How does home bias impact Canadian investment funds?

Report examines risk of home bias in global equity and global fixed income funds, and impact on historical performance

How does home bias impact Canadian investment funds?

In Canada and across the world, home bias is a notoriously tricky behavioural problem: by allocating more toward the stocks they know and love, investors can increase the amount of concentration risk towards particular sectors and styles in their portfolios.

Some Canadian investors may want to offset that risk by investing in global bond and equity funds. It’s not a perfect fix as their underlying portfolios still have a domestic bias relative to global indexes – but a new report from Morningstar Canada suggests managers have made some progress.

Among many key takeaways, the report found that over the last 10 years up to September 2023, global equity and global small/mid-cap equity funds in Canada saw a decline in home bias.

“There's a lot more competition now in the space than there was 10 years ago. We have a lot more global equity funds in Canada, and probably a lot that are filling that space for being a truly global equity fund,” explains Michael Dobson, associate manager research analyst at Morningstar Canada.

Dobson suspects there’s some FOMO at play in the drift away from home bias in these global categories. Over the last 10 years, he says Canada has been an underperformer relative to other markets – particularly the US – which could push some managers to increase their allocations toward other markets.

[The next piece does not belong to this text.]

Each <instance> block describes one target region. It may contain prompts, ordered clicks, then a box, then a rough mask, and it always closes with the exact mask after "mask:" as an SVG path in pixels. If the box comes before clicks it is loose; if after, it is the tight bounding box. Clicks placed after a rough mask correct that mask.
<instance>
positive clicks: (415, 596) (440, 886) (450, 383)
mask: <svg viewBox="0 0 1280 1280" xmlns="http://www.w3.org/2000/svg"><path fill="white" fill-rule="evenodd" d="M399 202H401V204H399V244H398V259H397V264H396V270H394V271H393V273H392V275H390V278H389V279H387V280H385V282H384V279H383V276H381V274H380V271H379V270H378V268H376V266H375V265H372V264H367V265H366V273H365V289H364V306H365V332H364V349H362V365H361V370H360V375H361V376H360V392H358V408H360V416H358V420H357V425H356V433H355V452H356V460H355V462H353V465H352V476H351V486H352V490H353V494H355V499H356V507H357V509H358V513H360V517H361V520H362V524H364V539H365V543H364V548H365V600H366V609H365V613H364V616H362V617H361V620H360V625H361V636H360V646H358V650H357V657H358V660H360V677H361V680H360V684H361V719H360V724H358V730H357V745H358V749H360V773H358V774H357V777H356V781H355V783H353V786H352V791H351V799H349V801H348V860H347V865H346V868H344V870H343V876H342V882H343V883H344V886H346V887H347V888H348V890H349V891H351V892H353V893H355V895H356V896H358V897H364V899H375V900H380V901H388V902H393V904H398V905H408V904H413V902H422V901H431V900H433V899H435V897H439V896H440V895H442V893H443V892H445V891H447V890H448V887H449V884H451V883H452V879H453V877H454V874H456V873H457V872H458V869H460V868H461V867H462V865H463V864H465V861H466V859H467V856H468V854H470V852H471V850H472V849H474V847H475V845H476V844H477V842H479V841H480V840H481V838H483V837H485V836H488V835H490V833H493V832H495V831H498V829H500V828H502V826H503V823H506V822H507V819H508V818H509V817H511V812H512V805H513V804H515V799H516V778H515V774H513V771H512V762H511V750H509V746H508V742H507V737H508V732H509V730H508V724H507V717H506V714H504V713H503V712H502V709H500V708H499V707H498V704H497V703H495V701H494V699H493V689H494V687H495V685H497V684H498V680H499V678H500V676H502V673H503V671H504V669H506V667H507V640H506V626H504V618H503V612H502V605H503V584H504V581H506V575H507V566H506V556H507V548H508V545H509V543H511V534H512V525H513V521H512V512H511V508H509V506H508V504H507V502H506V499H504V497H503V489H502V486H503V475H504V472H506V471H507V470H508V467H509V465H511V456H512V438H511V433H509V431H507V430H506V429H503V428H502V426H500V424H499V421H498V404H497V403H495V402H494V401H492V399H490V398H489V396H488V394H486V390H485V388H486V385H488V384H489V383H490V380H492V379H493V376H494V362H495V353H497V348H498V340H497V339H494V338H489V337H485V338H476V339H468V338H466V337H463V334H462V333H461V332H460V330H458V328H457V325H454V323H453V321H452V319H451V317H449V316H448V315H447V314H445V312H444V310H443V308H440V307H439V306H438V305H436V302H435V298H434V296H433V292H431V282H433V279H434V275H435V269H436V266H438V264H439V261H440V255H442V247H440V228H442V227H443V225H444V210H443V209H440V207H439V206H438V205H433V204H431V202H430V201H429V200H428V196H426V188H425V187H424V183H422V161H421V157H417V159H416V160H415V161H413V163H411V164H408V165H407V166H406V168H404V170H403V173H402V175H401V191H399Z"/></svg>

Looking at the Morningstar Global Markets Index, which captures most global stocks, he says Canada’s representation fell by more than 20%. While that drop equates to a decline of merely 0.8 percentage points, Dobson says it speaks to how Canada’s underperformance against the rest of the world has been a drag on its representation in the global markets.

The study also found that among global equity funds, those with a fund-of-funds structure have a much larger degree of home bias than conventional funds that hold securities directly. That disparity, according to the report, points to a “fundamental difference in portfolio management between those that manage funds of funds and those that focus more on security selection.”

According to Dobson, searching for global equity funds on Morningstar Direct and ranking them by how much weight they have in Canadian equities reveals many of them map onto the all-equity side of the allocation spectrum, with the funds technically falling under the global equity category.

“Vanguard and DFA did research around how much they would want [to allocate] in Canada, and both hold around 30% of their equity in Canada. It just maps across to their all-equity fund,” he says. “A balanced fund holding 30% of its equity in Canada might not stand out. But when you expand that and put it into global equity, that 30% in Canada looks like an outlier. And you see that in the tail ends of these very large allocation series.”

On the fixed-income side, the report took a look at home bias across three categories: global fixed income, multi-sector fixed income, and global corporate fixed-income funds. Within the global fixed income category, it found that the average fund-of-fund experienced a sharp 38-percentage-point drop-off in Canadian bond exposure over the 10 years ended in September 2023.

“A lot more global fixed-income funds have come to market over the last 10 years,” Dobson says. “For investors looking to actually move away from a Canadian bond fund, the number of options has grown significantly.”

Looking at the past 10-year record of performance for global bond funds, Dobson says a home bias toward Canadian bonds didn’t prove to be either a setback or a benefit. Based on returns alone, he says currency-hedged global bond funds and unhedged funds didn’t show a material difference in performance, though the hedged versions showed far less volatility than their unhedged counterparts.

“That’s consistent with what we talk about with investment managers,” Dobson says. “It’s almost a default requirement to hedge your global bond exposure, because you don’t want the currency risk associated with investing in other countries.”

On the equity side, the past 10 years have seen strong performance for global equities overall, especially the growth and tech-heavy US. But the same couldn’t be said for the Canadian equity market as its bias toward energy and value dragged on performance. The upshot, Dobson says, is that someone who had a home bias toward Canada in their equity portfolios would have struggled to keep up with the rest of the world.

“At a high level, Canada could be a poor country to overweight,” Dobson says. “If you look at how sector-concentrated the Morningstar Canada index is, you have financials and energy making up roughly half of the benchmark. … It goes to show how investors should pay attention to the geographical exposure in their own portfolios and in the funds they invest in.”